Carol made a face. Merle couldn't quite say it was a smile. It was something else.
"He doesn't seem to mind that, either, Merle," Carol said. Her voice was different. It was softer. "It doesn't seem to matter to Daryl. But I can see it matters to you. So—I'll tell you that I'm not trying to trap your brother. I've never tried to trap him. I've—welcomed him into my heart. My arms. My life, Merle. That has meant that—he's raising somebody else's kid. But that was his choice. I never forced him into it, Merle. And—he's never held that against me or her. I feel like if, somehow, this baby belonged to somebody else? It wouldn't stop him from—from asking me every morning if I can feel it moving yet because he's so—so—so excited that it's—that it's just growing. But—I can see it matters to you. So I'll tell you. This is, biologically, Daryl's child. Created in the only way that I know how to have babies with anyone and—before you ask, because I know it matters to you, too—he enjoyed it." She smiled to herself. "I did too, if that matters to you at all."
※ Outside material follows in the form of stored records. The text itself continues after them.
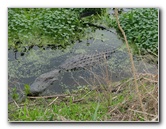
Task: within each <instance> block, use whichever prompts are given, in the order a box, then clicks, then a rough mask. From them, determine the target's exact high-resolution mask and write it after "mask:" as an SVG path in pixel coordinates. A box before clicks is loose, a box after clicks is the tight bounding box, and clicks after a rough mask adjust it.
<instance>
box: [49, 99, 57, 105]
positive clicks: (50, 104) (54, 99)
mask: <svg viewBox="0 0 166 129" xmlns="http://www.w3.org/2000/svg"><path fill="white" fill-rule="evenodd" d="M57 99H58V97H56V98H55V99H54V100H53V101H52V102H51V103H50V104H48V106H50V105H52V104H53V103H54V102H55V101H56V100H57Z"/></svg>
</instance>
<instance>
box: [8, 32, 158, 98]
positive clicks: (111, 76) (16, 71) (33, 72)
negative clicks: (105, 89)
mask: <svg viewBox="0 0 166 129" xmlns="http://www.w3.org/2000/svg"><path fill="white" fill-rule="evenodd" d="M123 46H124V45H123V42H122V40H121V39H119V38H118V37H117V35H115V34H114V33H111V32H109V31H105V30H96V32H95V33H92V34H91V35H89V37H87V38H86V39H82V41H81V42H76V43H75V45H74V46H72V47H68V48H67V49H66V50H65V51H64V52H62V51H61V50H51V49H49V48H48V49H45V50H43V49H40V48H38V47H34V48H33V49H32V50H30V51H29V52H28V53H26V54H25V55H24V56H20V53H16V55H15V53H14V52H12V51H9V52H8V77H9V81H8V85H9V93H10V92H11V91H12V88H14V87H17V90H18V92H21V91H22V90H23V89H24V85H25V84H29V85H31V84H32V83H33V82H34V80H35V79H36V78H37V77H38V76H40V75H41V74H43V73H46V72H49V71H52V70H54V69H58V66H59V65H60V64H63V63H64V62H65V60H66V59H68V58H71V57H73V56H75V55H78V54H92V53H95V52H101V51H105V50H110V49H112V48H119V49H117V51H116V52H115V53H114V54H112V55H111V57H110V58H109V60H108V61H107V64H102V63H101V64H98V65H96V66H94V67H92V68H89V69H86V70H83V69H82V70H77V71H68V72H64V73H63V74H62V75H61V76H59V78H58V81H55V82H54V83H53V85H51V86H50V87H49V88H48V89H47V90H46V91H45V92H44V93H43V95H48V94H55V93H63V92H65V91H66V90H72V89H77V88H78V87H80V86H85V85H86V86H87V85H88V86H94V85H101V84H102V85H103V84H105V83H106V80H105V78H106V77H109V79H110V80H111V81H112V82H115V81H120V80H122V79H125V78H128V77H131V76H132V74H131V65H130V61H129V56H128V54H127V52H126V50H125V49H122V48H123ZM16 56H17V59H16V58H15V57H16ZM135 65H136V68H137V70H138V71H139V72H145V71H146V72H147V71H148V72H150V73H156V72H157V70H156V68H155V66H154V65H151V64H148V63H145V62H142V61H138V60H137V59H136V60H135ZM145 66H146V67H145ZM107 74H108V75H107Z"/></svg>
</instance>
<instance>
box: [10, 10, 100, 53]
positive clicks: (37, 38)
mask: <svg viewBox="0 0 166 129" xmlns="http://www.w3.org/2000/svg"><path fill="white" fill-rule="evenodd" d="M90 10H91V12H92V13H95V14H96V13H97V14H98V13H100V11H101V10H102V9H90V8H78V9H73V8H9V9H8V43H9V45H8V46H9V49H13V48H14V49H15V50H17V51H24V50H27V48H30V47H32V46H35V45H36V46H49V45H54V46H56V47H60V48H65V47H66V46H67V45H71V44H72V42H73V41H74V40H76V39H79V38H81V37H82V36H84V34H85V31H84V30H85V26H84V25H83V22H82V19H81V18H80V15H82V14H80V13H87V12H88V11H90Z"/></svg>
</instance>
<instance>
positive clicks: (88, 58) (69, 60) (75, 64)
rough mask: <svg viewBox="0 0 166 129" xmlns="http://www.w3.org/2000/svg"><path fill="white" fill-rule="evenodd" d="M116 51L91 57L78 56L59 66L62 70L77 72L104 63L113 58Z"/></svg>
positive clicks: (107, 50)
mask: <svg viewBox="0 0 166 129" xmlns="http://www.w3.org/2000/svg"><path fill="white" fill-rule="evenodd" d="M114 52H115V49H114V50H107V51H103V52H99V53H94V54H89V55H76V56H74V57H72V58H69V59H67V60H66V61H65V62H64V63H63V64H62V65H60V66H59V68H60V70H67V71H68V70H76V69H79V68H86V67H91V66H94V65H96V64H98V63H102V62H103V61H104V60H105V59H107V58H108V57H110V56H111V54H112V53H114Z"/></svg>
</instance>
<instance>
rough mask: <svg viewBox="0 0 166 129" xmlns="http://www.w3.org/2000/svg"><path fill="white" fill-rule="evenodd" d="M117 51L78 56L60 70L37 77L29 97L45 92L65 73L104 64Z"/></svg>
mask: <svg viewBox="0 0 166 129" xmlns="http://www.w3.org/2000/svg"><path fill="white" fill-rule="evenodd" d="M115 50H116V49H114V50H107V51H103V52H99V53H95V54H89V55H76V56H74V57H72V58H69V59H67V60H66V61H65V62H64V63H63V64H61V65H60V66H59V67H58V69H55V70H53V71H50V72H47V73H44V74H42V75H40V76H39V77H37V78H36V79H35V81H34V82H33V83H32V85H31V86H30V92H29V94H28V95H33V96H36V95H39V94H40V93H42V92H44V91H45V90H46V89H47V88H48V87H49V86H50V85H51V84H52V83H53V82H54V81H57V80H58V77H59V76H60V75H61V73H62V72H64V71H70V70H78V69H80V68H86V67H92V66H94V65H96V64H98V63H102V62H103V61H104V60H105V59H108V57H110V56H111V54H113V53H114V52H115Z"/></svg>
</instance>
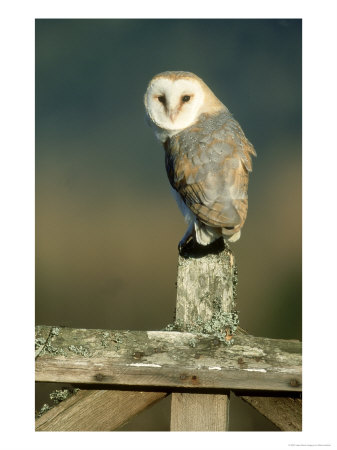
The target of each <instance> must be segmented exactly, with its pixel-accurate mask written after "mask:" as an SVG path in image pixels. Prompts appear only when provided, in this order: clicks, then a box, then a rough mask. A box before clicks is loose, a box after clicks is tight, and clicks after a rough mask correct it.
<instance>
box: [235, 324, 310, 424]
mask: <svg viewBox="0 0 337 450" xmlns="http://www.w3.org/2000/svg"><path fill="white" fill-rule="evenodd" d="M236 333H237V334H238V335H245V336H247V335H248V332H247V331H246V330H244V329H243V328H241V327H238V329H237V331H236ZM289 342H290V341H289ZM293 342H298V343H299V341H296V340H295V341H293ZM235 394H236V395H237V396H238V397H240V398H242V400H244V401H245V402H246V403H249V404H250V405H251V406H252V407H253V408H254V409H256V410H257V411H259V412H260V413H261V414H262V415H263V416H265V417H266V418H267V419H269V420H270V421H271V422H273V423H274V424H275V425H276V426H277V427H278V428H279V429H280V430H281V431H302V399H300V398H293V397H268V396H255V395H253V396H247V395H239V393H238V392H236V393H235Z"/></svg>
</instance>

"I didn't mean it like it come out, Mouse," Merle said.
"I accept your apology, Merle," Carol said.
"I don't want nobody hurtin' my brother," Merle said.
"Then you and I have something in common," Carol said. "And that's why I don't want you trying to plant ideas in his head that this might not be his baby or that Sophia is any less important to him because Ed was her father. He's happy, Merle. With everything just the way it is. He's happy. And if you..."
She broke off.
"What?" Merle pressed.
"If you do anything to fuck with Daryl?" Carol said, lowering her voice and stepping closer to Merle. "If you do anything to take that happiness away, on purpose, because you've got some kind of insecurity? I'll cut your throat in your sleep, Merle."
Merle laughed to himself, but his gut twisted up. She was smiling at him, but he could see in her eyes that this was no laughing matter to her.
She was absolutely serious.
"You ain't the same woman you was at the rock quarry," Merle said.
"You have no idea," Carol said.
"All 'cause you got you a new man?" Merle asked.
"All because I've got a family," Carol said. "A happy family. And part of that—is that I've got a man who loves me. And I love him. He does whatever he can to keep me happy and—I'll do the same for him."
"Even if it means killin' a man?" Merle asked.
"If that's what it takes to protect him," Carol said.
Merle laughed to himself.
"Then we got an understandin', Mouse. A mutual concern. And you got my respect. See that'cha don't lose it," Merle said.
Carol smiled at him.
"See that you don't lose mine either, Merle," Carol said. "Grab that basket, would you? Andrea was supposed to be coming to get it—but she hasn't come back yet."
"I look like I do laundry?" Merle asked. He didn't fight her, though. Instead, he simply heaved up the basket and followed behind her back to the prison.